Black Ice Risk Below 32°F: How to Stay Out of the Guardrail
Why black ice shows up after sunset
If roads melted into slush today, tonight can get ugly fast. When temps drop below freezing (32°F), that wet sheen can refreeze into black ice—thin, nearly invisible, and ready to steal traction without warning. A Feb. 1 National Weather Service briefing warned that “areas of black ice may form where slush and snowmelt refreeze,” and told drivers to slow down and leave extra room ahead.
Black ice loves the spots you hit at speed. Bridges and overpasses cool from above and below, so they freeze before the road on the ground. Shaded stretches stay colder too, even when the rest of the lane looks merely damp. That’s why the “I was fine a second ago” slide usually shows up on an on-ramp, a short bridge, or a bend lined with trees.
Your job is to drive like traction is scarce. Cut speed early. Add more following distance than feels normal. Autoblog’s winter-driving guidance even suggests driving under the limit in bad conditions, with a common rule of thumb around five mph slower when things get slick. The point isn’t the number. It’s the margin.
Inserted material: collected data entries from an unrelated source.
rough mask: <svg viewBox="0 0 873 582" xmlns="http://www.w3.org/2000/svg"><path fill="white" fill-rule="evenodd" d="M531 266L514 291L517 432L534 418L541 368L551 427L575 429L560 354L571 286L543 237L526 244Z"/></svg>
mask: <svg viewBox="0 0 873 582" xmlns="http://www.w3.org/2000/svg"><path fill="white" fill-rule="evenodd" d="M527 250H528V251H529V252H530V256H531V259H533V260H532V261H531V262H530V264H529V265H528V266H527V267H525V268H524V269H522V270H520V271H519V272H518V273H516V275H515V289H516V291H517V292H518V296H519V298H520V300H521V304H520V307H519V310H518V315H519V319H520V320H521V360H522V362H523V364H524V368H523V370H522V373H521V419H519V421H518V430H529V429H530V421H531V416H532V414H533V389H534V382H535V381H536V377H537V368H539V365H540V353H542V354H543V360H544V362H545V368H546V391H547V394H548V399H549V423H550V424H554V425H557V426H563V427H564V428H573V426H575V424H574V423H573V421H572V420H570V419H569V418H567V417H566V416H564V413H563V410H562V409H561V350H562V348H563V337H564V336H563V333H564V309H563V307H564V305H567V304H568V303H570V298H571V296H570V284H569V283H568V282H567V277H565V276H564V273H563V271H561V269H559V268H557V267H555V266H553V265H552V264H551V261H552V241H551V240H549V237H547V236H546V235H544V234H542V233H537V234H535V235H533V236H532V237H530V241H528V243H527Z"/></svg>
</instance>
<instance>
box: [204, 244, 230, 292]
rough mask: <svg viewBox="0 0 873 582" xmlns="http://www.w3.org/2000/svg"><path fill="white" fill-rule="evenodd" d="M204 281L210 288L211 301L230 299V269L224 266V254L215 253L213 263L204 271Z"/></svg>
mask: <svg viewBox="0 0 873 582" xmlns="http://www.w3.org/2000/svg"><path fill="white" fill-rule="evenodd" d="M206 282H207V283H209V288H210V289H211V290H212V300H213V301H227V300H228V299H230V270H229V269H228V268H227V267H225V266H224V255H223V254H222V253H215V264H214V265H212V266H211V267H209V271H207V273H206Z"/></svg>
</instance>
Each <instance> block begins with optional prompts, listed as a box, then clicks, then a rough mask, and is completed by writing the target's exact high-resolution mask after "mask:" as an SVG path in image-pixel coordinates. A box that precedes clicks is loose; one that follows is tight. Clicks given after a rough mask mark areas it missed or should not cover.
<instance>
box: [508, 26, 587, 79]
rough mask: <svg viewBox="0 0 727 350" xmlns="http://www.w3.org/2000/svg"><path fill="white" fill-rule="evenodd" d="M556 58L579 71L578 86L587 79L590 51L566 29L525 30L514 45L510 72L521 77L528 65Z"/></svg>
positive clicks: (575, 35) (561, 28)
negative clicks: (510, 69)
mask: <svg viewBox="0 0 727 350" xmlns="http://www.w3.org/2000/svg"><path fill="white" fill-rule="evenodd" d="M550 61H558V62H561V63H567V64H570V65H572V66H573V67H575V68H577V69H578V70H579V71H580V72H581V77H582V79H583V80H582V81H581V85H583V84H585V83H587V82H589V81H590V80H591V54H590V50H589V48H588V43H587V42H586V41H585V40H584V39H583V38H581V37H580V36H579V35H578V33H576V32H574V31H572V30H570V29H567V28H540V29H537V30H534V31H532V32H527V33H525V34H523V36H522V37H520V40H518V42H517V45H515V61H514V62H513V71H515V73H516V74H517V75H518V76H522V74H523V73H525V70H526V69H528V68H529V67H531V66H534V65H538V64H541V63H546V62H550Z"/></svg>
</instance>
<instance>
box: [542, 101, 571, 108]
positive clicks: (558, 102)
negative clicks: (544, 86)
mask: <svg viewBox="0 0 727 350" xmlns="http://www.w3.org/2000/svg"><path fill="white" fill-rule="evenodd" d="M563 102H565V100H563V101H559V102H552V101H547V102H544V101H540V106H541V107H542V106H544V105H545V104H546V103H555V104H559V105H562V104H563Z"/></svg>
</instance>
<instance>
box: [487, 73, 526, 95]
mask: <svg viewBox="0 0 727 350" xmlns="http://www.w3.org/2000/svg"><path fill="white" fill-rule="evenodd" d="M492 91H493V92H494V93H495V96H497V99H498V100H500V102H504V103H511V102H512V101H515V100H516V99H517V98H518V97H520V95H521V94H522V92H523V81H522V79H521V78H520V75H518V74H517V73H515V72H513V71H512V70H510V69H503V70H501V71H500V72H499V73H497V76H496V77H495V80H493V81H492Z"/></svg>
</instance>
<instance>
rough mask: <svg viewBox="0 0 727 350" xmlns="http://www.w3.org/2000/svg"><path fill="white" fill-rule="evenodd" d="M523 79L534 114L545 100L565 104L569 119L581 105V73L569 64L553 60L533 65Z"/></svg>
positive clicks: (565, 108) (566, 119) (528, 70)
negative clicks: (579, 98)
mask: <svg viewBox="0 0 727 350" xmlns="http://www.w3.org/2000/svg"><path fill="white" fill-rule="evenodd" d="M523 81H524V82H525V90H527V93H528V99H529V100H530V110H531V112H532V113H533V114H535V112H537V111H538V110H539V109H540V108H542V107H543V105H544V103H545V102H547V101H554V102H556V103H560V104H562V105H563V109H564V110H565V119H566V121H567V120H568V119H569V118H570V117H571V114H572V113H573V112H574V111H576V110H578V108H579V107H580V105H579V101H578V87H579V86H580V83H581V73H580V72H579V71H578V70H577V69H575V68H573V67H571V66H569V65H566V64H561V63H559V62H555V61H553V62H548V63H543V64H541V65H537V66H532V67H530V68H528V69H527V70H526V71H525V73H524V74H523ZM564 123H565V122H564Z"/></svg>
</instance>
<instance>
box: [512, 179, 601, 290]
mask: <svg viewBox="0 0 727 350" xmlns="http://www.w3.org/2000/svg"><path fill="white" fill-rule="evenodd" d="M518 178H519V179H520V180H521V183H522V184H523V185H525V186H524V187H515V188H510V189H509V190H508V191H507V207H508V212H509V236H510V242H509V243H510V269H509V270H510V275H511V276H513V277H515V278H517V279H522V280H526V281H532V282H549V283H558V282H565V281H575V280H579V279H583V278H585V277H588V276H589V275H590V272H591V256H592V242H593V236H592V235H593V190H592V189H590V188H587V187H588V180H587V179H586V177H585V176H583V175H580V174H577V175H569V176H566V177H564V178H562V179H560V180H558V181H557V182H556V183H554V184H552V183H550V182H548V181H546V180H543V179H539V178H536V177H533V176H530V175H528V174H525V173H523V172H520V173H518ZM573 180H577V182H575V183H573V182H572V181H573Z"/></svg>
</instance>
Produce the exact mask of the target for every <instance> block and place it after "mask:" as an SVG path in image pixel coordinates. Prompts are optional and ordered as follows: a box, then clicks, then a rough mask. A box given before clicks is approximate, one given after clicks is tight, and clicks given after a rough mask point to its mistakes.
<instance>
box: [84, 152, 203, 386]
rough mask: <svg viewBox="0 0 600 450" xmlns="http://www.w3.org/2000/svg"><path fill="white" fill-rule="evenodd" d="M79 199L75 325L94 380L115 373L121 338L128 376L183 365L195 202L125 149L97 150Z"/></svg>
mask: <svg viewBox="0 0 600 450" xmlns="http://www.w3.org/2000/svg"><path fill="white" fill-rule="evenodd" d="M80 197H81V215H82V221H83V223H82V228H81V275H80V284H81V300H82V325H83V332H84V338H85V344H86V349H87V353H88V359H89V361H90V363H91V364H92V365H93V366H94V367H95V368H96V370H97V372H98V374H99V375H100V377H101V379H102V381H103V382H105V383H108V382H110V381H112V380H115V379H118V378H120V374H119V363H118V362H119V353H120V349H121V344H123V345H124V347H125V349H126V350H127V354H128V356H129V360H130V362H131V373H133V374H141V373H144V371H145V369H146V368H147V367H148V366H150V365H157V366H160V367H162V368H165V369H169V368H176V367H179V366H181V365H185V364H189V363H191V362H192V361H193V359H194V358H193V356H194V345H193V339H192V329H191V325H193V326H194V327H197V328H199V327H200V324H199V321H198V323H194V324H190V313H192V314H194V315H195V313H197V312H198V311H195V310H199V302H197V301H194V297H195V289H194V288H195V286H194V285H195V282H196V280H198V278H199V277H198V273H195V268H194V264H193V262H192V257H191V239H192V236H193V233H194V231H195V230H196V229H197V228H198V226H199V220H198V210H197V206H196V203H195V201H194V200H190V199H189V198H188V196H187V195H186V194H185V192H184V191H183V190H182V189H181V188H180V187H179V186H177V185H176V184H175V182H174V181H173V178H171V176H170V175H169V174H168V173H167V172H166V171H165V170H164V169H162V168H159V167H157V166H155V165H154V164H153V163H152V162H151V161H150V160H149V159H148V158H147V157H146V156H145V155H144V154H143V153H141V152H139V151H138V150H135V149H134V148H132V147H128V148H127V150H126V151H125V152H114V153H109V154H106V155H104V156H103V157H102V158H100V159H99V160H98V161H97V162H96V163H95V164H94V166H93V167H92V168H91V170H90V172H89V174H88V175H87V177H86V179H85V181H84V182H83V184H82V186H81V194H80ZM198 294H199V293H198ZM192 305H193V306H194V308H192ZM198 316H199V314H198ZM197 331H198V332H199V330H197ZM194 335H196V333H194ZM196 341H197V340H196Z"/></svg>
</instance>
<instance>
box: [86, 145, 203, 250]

Then smooth out every input. Ease onto the throttle. Brake sooner and brake gently. Turn the wheel like you’re trying not to spill a drink. Sudden steering, sudden braking, and sudden acceleration are how tiny slips turn into big ones.
Skip cruise control on slick roads. Even adaptive systems can add power when you need less. Keep full control with your foot and your hands.
If you hit black ice, don’t stab the brake and don’t jerk the wheel. Look where you want the car to go, ease off the gas, and make small steering corrections. If your car has ABS, keep steady pressure and let it pulse. If it doesn’t, brake lightly and keep the wheel aimed where you want to end up. The car will slow when it finds grip again. Give it the chance.
Before you even leave the driveway, do two quick checks. First: look at the temperature, not the sky. If you see 34°F at sunset and 24°F at midnight, assume refreeze. Second: think about your route. Ramps, bridges, and low-traffic back roads get sketchy first because they ice up and stay icy longer.
Finally, stack the odds in your favor. Tires with real tread and correct pressure buy you grip when grip matters most. Keep basic winter gear in the car too. Men’s Journal’s winter driving checklist calls out the unglamorous essentials—ice scraper, flashlight, warm layers, charger, and snacks—because getting stuck is part of the same story.
One tell: watch the traffic. If the road is “wet” but you don’t see spray off the tires ahead, it may not be water. If steering suddenly feels light, treat it as ice until proven otherwise. Keep your eyes far down the lane and make your moves early. Late, sharp corrections are where black ice wins.
My Verdict
If you’ve got daytime melt and a nighttime freeze, treat every bridge, ramp, and shaded patch like it’s iced over. Slow down before you get there, leave a huge gap, and keep your hands calm. If you can delay the drive until temps rise, do it. Black ice is the hazard you don’t see coming—right up until you do.